Witch of the Waste: Better luck next time—your true love has fallen in love with someone else.

Markl: Move it, Grandma! Or you'll lose your nose!

Young Sophie: They say that the brightest spark burns best when circumstances are at their worst.
Calcifer: Yeah, but no one really believes that.

Witch of the Waste: What a tacky shop. I've never seen such tacky little hats, yet you are by far the tackiest thing in here.

Witch of the Waste: The best part about that spell, is that you can't tell anyone about it. Send my regards to Howl.

[Sophie pulls out a note from her pocket. It flutters out of her hand and lands on the table, and burns the markings of the note into the wood.]

Markl: Scorch Marks! Howl, can you read them?
Howl: I think so. [reading] "You who swallowed a falling star, o' heartless man, your heart shall soon belong to me." [pauses] This can't be good for the table.

[after Sophie puts a pan and bacon on Calcifer]

Calcifer: Here's another curse for you—may all your bacon burn!

Old Sophie: Are you the one moving this castle?
Calcifer: Of course I am! No one else does any work around here.

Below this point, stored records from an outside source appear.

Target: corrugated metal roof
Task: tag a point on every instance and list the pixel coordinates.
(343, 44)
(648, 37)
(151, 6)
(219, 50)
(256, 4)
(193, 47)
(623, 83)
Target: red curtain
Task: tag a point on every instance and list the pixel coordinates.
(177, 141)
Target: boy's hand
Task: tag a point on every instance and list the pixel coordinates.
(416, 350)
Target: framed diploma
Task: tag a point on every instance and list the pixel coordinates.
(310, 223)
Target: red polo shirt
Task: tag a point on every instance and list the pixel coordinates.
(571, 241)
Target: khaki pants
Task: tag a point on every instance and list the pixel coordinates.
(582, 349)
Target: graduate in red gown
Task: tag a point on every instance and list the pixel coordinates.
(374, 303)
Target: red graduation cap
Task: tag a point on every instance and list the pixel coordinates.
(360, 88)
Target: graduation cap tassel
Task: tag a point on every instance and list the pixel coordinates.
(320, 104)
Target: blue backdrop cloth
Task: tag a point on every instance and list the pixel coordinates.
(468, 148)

Calcifer: [to Sophie] You crazy lady with tongs!

Witch of the Waste: [to Sophie] You're in love. Don't deny it, you've been sighing all day.

[after Sophie gives part of her hair to Calcifer]

Young Sophie: Thanks, Calcifer!, You're fantastic!
Calcifer: Imagine what could I do with your eyes, or your heart!

Howl: Calcifer, you didn't have to come back.
Calcifer: Yeah, well, I kinda missed you guys, and it looks like it's gonna rain.
Young Sophie: I missed you, too, Cal. [kisses his cheek]
Calcifer: Wow!

[Howl comes running out of the bathroom, screaming. His hair is now orange.]

Howl: Sophie! You—You sabotaged me! Look! Look at what you've done to my hair! Look!
Old Sophie: What a pretty color.
Howl: It's hideous! You completely ruined my magic potions in the bathroom!
Old Sophie: I just organized things, Howl. Nothing's ruined.
Howl: Wrong! Wrong! I specifically ordered you not to get carried away! [tragically] Now I'm repulsive. [slumps into a chair] I can't live like this.

[Howl starts sobbing, his head in his hands.]

Old Sophie: Come on, it's not that bad.

[Howl's hair changes color to purple, then black.]

Old Sophie: [now a bit worried] You should look at it now. Its shade is even better.
Howl: [inconsolable] I give up. I see no point in living if I can't be beautiful.